One might be forgiven, amidst the hurly burley of Brexit and MiFID II, for forgetting the home-grown Senior Management changes that are due to be implemented at around about the same time as these major initiatives.

The Senior Management and Certification Regime was introduced into banks and insurers some time ago, and it was always the intention of HM Treasury that this regime should be extended to the rest of the financial sector.

This is to take place some time in 2018 and FCA has promised a consultation paper in this second quarter of 2017. Much remains unclear.

As currently implemented, the SMCR would represent an unwieldy bureaucratic overload on already hard-pressed firms. FCA have stated publicly that they are looking to introduce the principles of SMCR across the sector and that they do have proportionality in mind – but that’s hard to reconcile with the most basic of requirements currently incumbent on in-scope firms.

We’ve written elsewhere (see our article in the November issue of Compliance Monitor here) of what the likely shape of SMCR is to be across the sector. FCA’s hints at “staggered” implementation indicate that firms are likely to have to submit to FCA some variant of the responsibility map and statements of responsibility for relevant staff.

So whilst we all wait for FCA’s opening consultation, it’s worthwhile seeing what you have in place now in the areas of organisational charts and job descriptions. However the implementation pans out, these are likely to be critical to your compliance.

PEP Talk…

FCA’s March Guidance Consultation (GC 17-02) on PEP identification provided some welcome relief from excessive worrying about who should and should not be caught by the definition.

It is formally extended to UK persons with the implementation of the 4th Money Laundering Directive in June this year.

FCA re-iterates that a client will only normally be considered a PEP when they meet the formal definition of carrying out a “prominent public function” and excluding “middle ranking and more junior official[s]”.

FCA goes out of its way to exclude from the definition those without “executive decision-making responsibilities (such as a government MP with no ministerial brief or an opposition MP)”.

Which leaves us in the correct (but possibly surprising) position that The Rt. Hon Jeremy Corbyn MP is not to be classified as a politically exposed person and ex-prime minister and current private citizen David Cameron is.

All that said, firms must continue to take a risk-based approach and come to their own conclusions about what additional due diligence to take. And erring on the side of caution will lead to some understandable inconsistencies.

CfDs Get Harder…

Any firm which provides CfDs to retail customers will now be all over FCA’s December consultation paper (CP 16-40) on the subject.

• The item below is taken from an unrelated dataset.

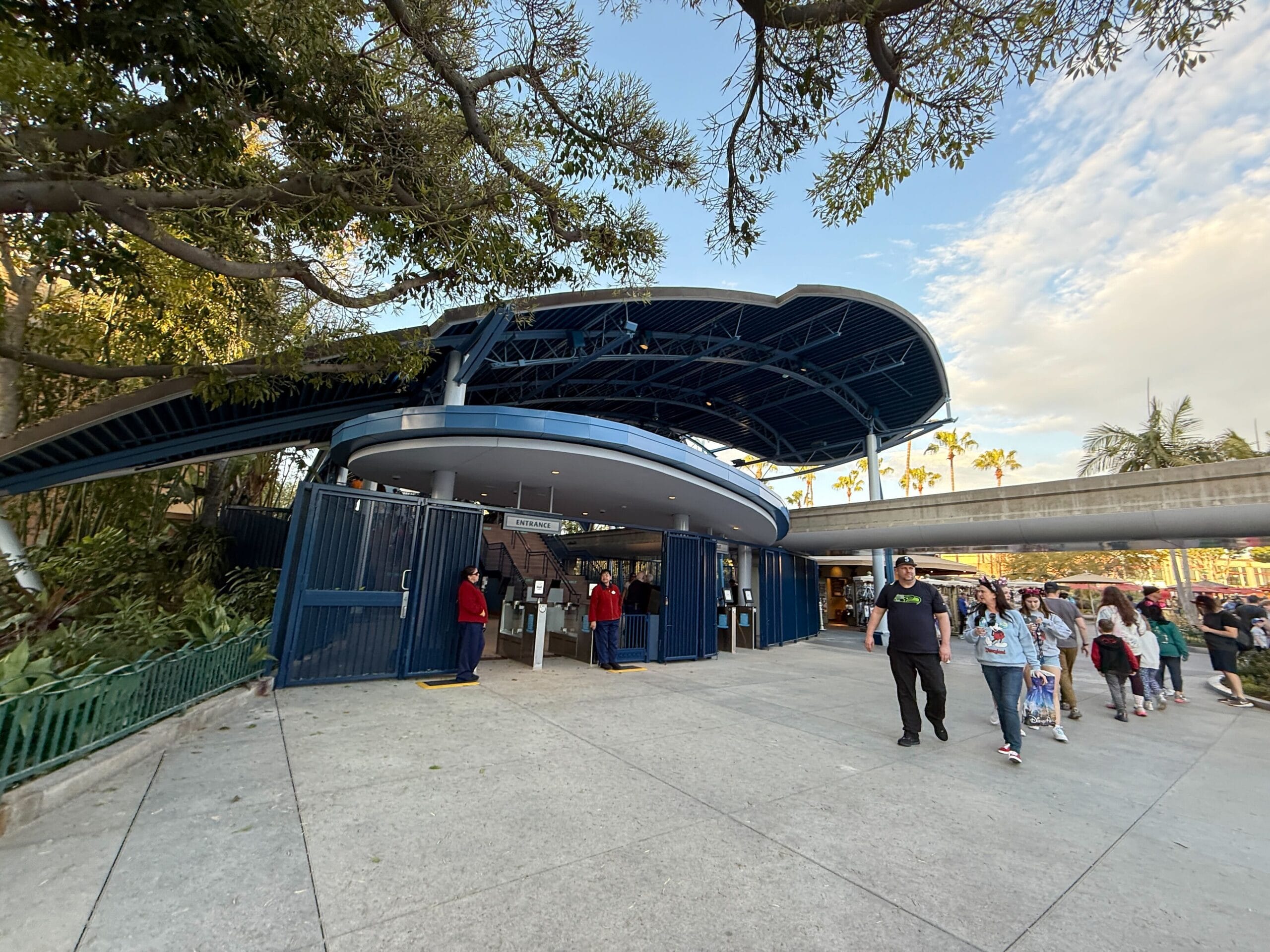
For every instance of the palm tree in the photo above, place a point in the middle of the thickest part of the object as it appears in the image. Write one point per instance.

This crystallised FCA’s long-held view that these products were unsuitable for retail customers and served them no discernible investment need. Indeed, FCA produced statistics which showed that very few retail customers in their sample actually made money on them.

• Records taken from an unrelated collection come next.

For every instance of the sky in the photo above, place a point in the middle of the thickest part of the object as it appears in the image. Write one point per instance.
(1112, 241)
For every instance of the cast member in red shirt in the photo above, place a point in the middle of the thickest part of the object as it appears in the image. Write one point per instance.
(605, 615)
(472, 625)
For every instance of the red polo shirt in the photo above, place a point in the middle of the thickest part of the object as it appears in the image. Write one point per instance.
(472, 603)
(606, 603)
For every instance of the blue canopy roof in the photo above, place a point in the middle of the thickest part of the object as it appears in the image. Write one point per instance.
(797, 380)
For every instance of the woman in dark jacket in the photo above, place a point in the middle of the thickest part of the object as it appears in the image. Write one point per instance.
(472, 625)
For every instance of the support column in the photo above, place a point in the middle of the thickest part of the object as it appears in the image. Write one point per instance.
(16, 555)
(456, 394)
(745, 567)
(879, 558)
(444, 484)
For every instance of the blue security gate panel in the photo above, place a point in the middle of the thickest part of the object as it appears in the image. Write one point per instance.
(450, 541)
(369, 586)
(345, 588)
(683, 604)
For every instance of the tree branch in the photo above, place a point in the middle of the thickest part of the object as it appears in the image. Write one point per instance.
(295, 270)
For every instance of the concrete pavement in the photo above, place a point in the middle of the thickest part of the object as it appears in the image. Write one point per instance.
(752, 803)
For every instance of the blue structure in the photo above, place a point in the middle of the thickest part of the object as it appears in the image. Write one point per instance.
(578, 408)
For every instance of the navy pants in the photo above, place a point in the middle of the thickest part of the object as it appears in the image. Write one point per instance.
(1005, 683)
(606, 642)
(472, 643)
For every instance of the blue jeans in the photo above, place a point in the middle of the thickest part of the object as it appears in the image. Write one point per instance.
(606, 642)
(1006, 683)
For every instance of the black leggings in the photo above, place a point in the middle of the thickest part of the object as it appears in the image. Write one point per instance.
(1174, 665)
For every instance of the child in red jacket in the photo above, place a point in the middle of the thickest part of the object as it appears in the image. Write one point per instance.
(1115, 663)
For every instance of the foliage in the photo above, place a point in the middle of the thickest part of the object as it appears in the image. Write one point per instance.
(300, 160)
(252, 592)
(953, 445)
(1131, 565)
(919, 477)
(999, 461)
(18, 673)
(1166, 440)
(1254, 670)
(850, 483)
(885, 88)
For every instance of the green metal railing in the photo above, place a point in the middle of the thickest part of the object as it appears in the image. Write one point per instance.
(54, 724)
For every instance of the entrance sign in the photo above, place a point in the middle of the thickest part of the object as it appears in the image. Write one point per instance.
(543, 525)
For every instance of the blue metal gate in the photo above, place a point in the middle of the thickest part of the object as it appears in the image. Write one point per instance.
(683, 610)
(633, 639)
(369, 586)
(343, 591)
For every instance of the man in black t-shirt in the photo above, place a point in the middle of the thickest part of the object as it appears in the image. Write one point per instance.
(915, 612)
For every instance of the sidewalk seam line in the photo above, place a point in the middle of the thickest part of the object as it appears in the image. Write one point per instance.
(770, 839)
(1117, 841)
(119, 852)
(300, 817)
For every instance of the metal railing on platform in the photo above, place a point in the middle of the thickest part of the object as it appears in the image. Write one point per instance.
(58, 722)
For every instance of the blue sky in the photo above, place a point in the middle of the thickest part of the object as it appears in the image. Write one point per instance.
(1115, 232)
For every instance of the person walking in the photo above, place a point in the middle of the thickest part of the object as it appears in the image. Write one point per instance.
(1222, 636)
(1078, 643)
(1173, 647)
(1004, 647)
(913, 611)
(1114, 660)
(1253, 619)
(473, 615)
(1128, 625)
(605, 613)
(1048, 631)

In our article in the February issue of Compliance Monitor (see here) we considered the possible impact of these proposals on CfD platform providers, whose only contact with the customer is through the web site. Such firms have a hill to climb in showing FCA that they can satisfy the appropriateness obligations.

But these issues aren’t unique to CfD platform firms. Appropriateness and suitability continue to be at the heart of FCA’s retail supervisory agenda, and anyone advising – or accepting an execution only order in – such complex instruments needs to be able to evidence their assessment of these criteria.

We expect FCA to continue to focus on these issues in their interactions with retail firms, wherever derivative trading forms part of customer activity.